Quando Arthur Melo pisou pela primeira vez no gramado da Arena do Grêmio, em março de 2024, poucos imaginavam que sua presença seria tão determinante para o padrão de jogo tricolor. Os números da temporada 2026 revelam uma verdade estatística que ecoa os tempos áureos do futebol gaúcho: com o volante em campo, o Grêmio apresenta aproveitamento de 67% dos pontos disputados, contra 44% nas partidas em que ele esteve ausente por lesão ou suspensão.

Os números que explicam a diferença

A análise de 18 jogos com Arthur titular contra 12 sem ele expõe contrastes reveladores. Nas partidas com o camisa 5, o Grêmio registra média de 58,3% de posse de bola, índice que despenca para 50,1% em sua ausência. Mais impressionante: o percentual de passes certos salta de 82,4% para 89,1% quando Arthur organiza o meio-campo, demonstrando como sua presença altera fundamentalmente a construção ofensiva gremista.

O técnico Renato Portaluppi, em entrevista coletiva na última terça-feira, foi direto ao resumir a importância do jogador:

"Arthur é nosso cérebro. Sem ele, jogamos mais no instinto, com ele temos uma orquestra afinada."
Os dados corroboram a metáfora musical do treinador: nas 18 partidas com Arthur, o Grêmio criou 2,8 chances claras de gol por jogo, número que cai para 1,9 em sua ausência.

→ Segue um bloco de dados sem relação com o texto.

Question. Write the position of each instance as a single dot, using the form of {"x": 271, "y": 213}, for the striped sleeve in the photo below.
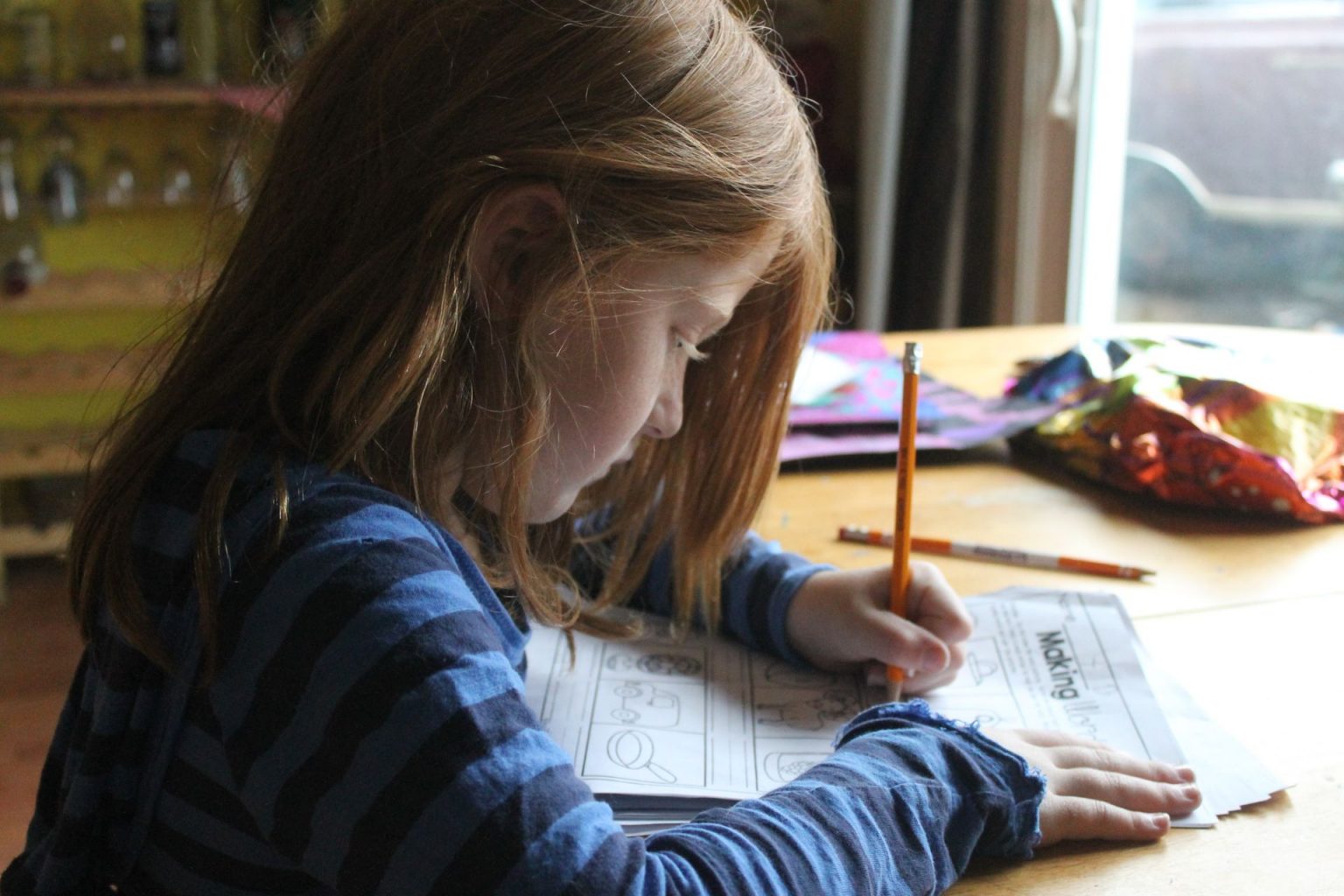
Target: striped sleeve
{"x": 371, "y": 715}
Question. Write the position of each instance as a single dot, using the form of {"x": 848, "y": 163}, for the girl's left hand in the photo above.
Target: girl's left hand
{"x": 840, "y": 620}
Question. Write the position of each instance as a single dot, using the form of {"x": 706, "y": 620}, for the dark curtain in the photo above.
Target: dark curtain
{"x": 942, "y": 258}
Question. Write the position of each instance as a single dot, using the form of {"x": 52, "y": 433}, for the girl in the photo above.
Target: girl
{"x": 507, "y": 338}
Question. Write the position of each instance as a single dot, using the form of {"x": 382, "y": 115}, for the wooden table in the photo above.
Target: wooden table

O DNA perdido e reencontrado

A influência de Arthur transcende estatísticas e remonta à tradição gremista de valorizar volantes construtores. Desde os tempos de Paulo Roberto, nos anos 1980, até Tcheco e Anderson, o Grêmio sempre teve em seu meio-campo um maestro capaz de ditar o ritmo. Arthur representa a continuidade dessa linhagem, mas com características modernas que amplificam seu impacto.

Seus 89,7% de acerto em passes curtos e 74,2% em lançamentos longos na temporada atual colocam-no entre os cinco melhores volantes do Campeonato Brasileiro. Mais que isso: Arthur recupera em média 6,4 bolas por partida, número superior ao de volantes consagrados como Casemiro (5,8) e Gerson (5,2) em suas melhores fases.

O momento crucial do retorno

O retorno de Arthur contra o Remo, neste domingo, às 20h30, coincide com um período decisivo para as pretensões gremistas na temporada. Com 47 pontos em 27 jogos, o tricolor ocupa a sexta posição, mas uma sequência positiva pode catapultá-lo à zona de classificação direta para a Libertadores.

O próprio Arthur, em suas redes sociais na quinta-feira, demonstrou ansiedade pelo retorno:

"Dois meses longe dos gramados foram eternos. Volto com fome de vitória e disposto a dar tudo pela camisa que tanto amo."
A declaração ganha peso quando analisamos que o Grêmio venceu apenas 41,6% dos jogos sem o volante, percentual que sobe para 61,1% com ele em campo.

A prova de fogo contra o Remo

O confronto com o Remo representa mais que três pontos em disputa. É a oportunidade de Arthur provar que sua ausência não foi apenas coincidência estatística, mas sim fator determinante para o rendimento irregular do time nas últimas semanas. Os paraenses chegam embalados por três vitórias consecutivas e ocupam a décima posição, tornando o duelo ainda mais significativo.

A expectativa é que Arthur forme dupla de volantes com Villasanti, repetindo parceria que funcionou em 85% dos jogos disputados juntos. Essa combinação resultou em média de 2,1 gols marcados e 0,8 sofridos por partida, números que explicam por que Renato Portaluppi considera a dupla "insubstituível" em seu esquema tático preferido.

O Grêmio encara o Remo neste domingo, na Arena, em partida válida pela 28ª rodada do Brasileirão, com Arthur novamente disponível para mostrar que os números não mentem: sua presença transforma radicalmente o DNA tricolor em campo.